Il 62% degli intervistati ha affermato che la pressione a pubblicare “sempre” o “molto spesso” contribuisce all’irriproducibilità.

Ciò “lancia davvero il fatto che è la cultura nell’ecosistema della ricerca che sta proliferando questo problema” – un problema di valutazione della quantità rispetto alla qualità, afferma Kelly Cobey, psicologa sociale presso l’Università di Ottawa Heart Institute e autrice principale dello studio .

Un problema documentato

Il problema dell’irriproducibilità nella scienza è stato documentato in altri campi ed è ben noto da decenni, afferma Cobey. Lo scopo dello studio, aggiunge, era quello di basarsi sull’analisi del 2016 Natura sondaggio in cui oltre il 70% dei 1.576 intervistati ha affermato di avere difficoltà a riprodurre la ricerca di altri scienziati.

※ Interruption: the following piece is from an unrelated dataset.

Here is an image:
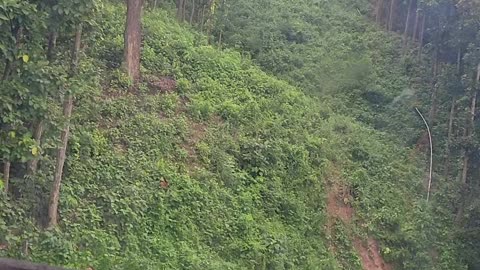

Altre cause percepite di irriproducibilità della ricerca che sono state contrassegnate nel presente studio come “sempre” o “molto spesso” hanno incluso un campione di piccole dimensioni (55% degli intervistati), studi completati ma non riportati (54%), analisi statistiche errate (50 %) e una selezione selettiva dei risultati (47%).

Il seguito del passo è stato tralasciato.